After a recession that tanked the economy and revealed the shady dealings associated with subprime mortgages, statements of corporate income, and other problematic business practices, it’s natural that many remain suspicious of how large companies operate—and concerned about the far-reaching consequences of their moral failings.
Taxes have become an increasingly important part of the conversation, especially when it comes to discussions about corporate-tax rates and loopholes, which then brings up questions about which groups do or do not pay their fair share of taxes. According to a new study from Wake Forest and the University of North Carolina, Wilmington, the IRS estimates that in 2006, corporate-tax evasion was responsible for around $67 billion in losses. And prior to that, unethical behavior related to the reporting of corporate finances was also an issue in major cases of fraud, including WorldCom and Enron.
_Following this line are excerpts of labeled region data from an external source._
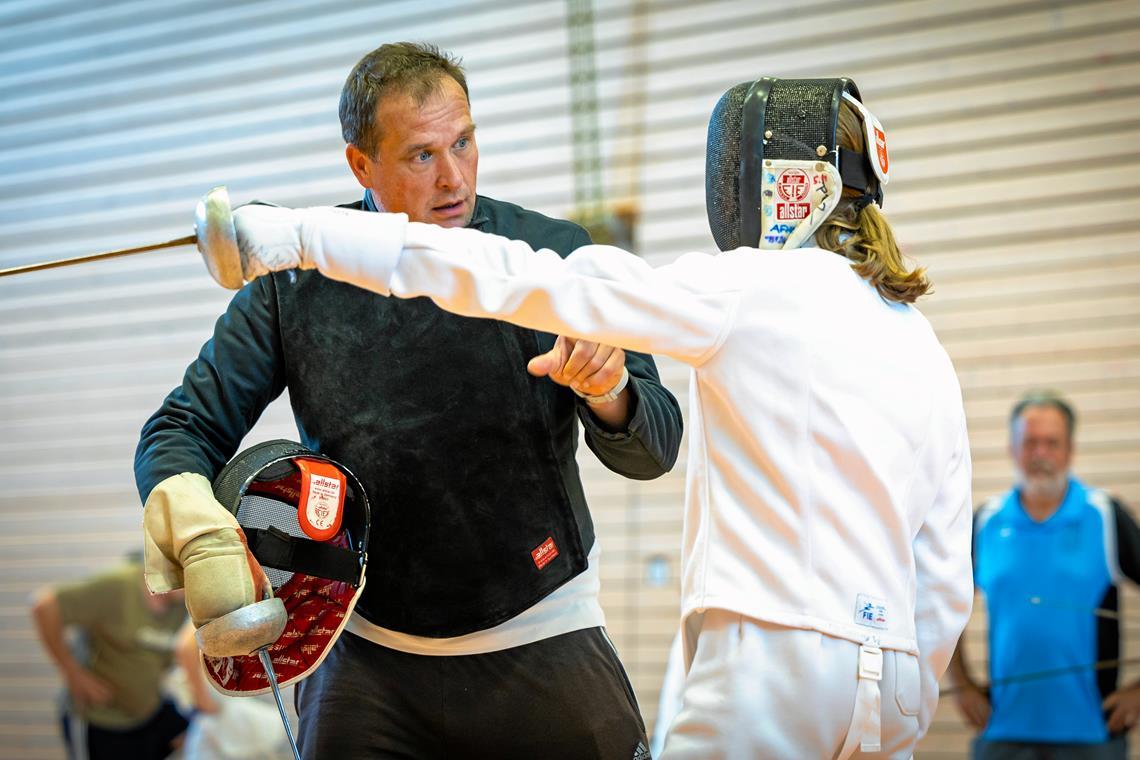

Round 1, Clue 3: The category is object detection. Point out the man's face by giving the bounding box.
[1010,407,1073,498]
[345,76,479,227]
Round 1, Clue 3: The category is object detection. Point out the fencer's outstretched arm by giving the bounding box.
[234,206,740,366]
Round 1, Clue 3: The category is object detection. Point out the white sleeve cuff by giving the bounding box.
[301,207,408,295]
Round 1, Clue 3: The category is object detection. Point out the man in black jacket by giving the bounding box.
[136,43,681,759]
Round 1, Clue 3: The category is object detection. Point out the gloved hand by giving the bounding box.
[143,473,271,627]
[234,204,408,289]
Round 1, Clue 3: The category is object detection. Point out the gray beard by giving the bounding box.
[1017,469,1069,501]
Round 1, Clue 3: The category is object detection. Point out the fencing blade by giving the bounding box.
[258,647,301,760]
[0,185,244,291]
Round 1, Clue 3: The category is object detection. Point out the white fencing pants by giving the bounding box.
[661,610,921,760]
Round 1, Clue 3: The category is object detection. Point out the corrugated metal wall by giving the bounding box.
[0,0,1140,759]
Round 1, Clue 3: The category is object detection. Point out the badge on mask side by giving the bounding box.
[844,92,890,185]
[293,457,344,541]
[758,160,842,251]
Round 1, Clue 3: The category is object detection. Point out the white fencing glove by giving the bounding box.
[143,473,265,627]
[234,204,408,295]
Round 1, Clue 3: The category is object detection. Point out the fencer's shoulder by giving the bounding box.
[471,195,589,256]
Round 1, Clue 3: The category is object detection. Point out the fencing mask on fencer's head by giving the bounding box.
[705,76,890,251]
[203,441,372,696]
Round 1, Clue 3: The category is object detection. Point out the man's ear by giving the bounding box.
[344,142,374,188]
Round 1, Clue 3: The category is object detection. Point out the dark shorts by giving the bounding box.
[294,628,649,760]
[62,702,189,760]
[971,736,1129,760]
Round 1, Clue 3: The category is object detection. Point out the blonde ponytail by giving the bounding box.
[815,101,930,303]
[815,198,930,303]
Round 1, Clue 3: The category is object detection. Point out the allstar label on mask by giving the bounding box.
[757,158,842,250]
[294,458,344,541]
[530,537,559,570]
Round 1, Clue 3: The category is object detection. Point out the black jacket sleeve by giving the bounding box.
[135,277,285,501]
[573,225,683,480]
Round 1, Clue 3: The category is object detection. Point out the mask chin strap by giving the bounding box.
[757,160,844,251]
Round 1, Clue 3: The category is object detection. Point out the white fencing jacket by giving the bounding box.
[302,214,974,719]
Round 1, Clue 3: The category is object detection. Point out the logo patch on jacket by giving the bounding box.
[855,594,889,628]
[530,536,559,570]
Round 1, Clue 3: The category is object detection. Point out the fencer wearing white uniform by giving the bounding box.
[235,75,972,760]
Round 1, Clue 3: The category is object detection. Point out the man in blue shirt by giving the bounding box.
[951,392,1140,760]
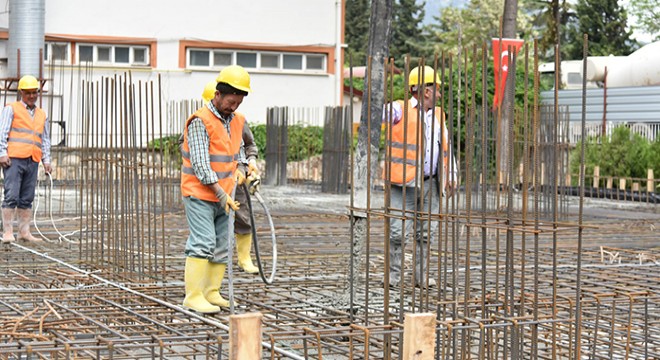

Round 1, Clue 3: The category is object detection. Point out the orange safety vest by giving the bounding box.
[181,106,245,202]
[7,101,46,162]
[383,100,449,185]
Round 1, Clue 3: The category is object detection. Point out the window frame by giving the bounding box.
[43,41,71,65]
[75,42,151,67]
[185,46,329,75]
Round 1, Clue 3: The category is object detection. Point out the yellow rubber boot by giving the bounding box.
[235,234,259,274]
[204,262,236,307]
[183,257,220,314]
In the effort to combat fraud, the role of Chief Financial Officer is especially critical, since the job requires signing off on, and certifying the accuracy of some financial statements for firms that report to the SEC. That makes company CFOs one of the primary lines of defense when it comes to fair and accurate financial reporting and prevention of unethical financial behavior. But a 2012 study from Ernst and Young found that “15 percent of CFOs indicated they would be willing to commit fraud to win business and 4 percent said they would be willing to intentionally misstate financial performance.” And that's just the CFOs who were willing to admit to such views. A 2014 version of that same study on global fraud found that 7 percent of CFOs said they would be willing to misstate company finances in order to help weather tough economic times. “CFOs are more likely than any other role to justify making changes to assumptions relating to valuations and reserves to meet financial targets,” the study found.
Though corporate ethics and morality have been studied at length, especially when it relates to the size of a firm, or executive compensation, the new study from researchers at Wake Forest and UNC Wilmington takes a look at a different characteristic of a company’s leadership—gender—as a means of determining how ethically a company’s higher-ups behave when it comes to paying taxes and reporting income.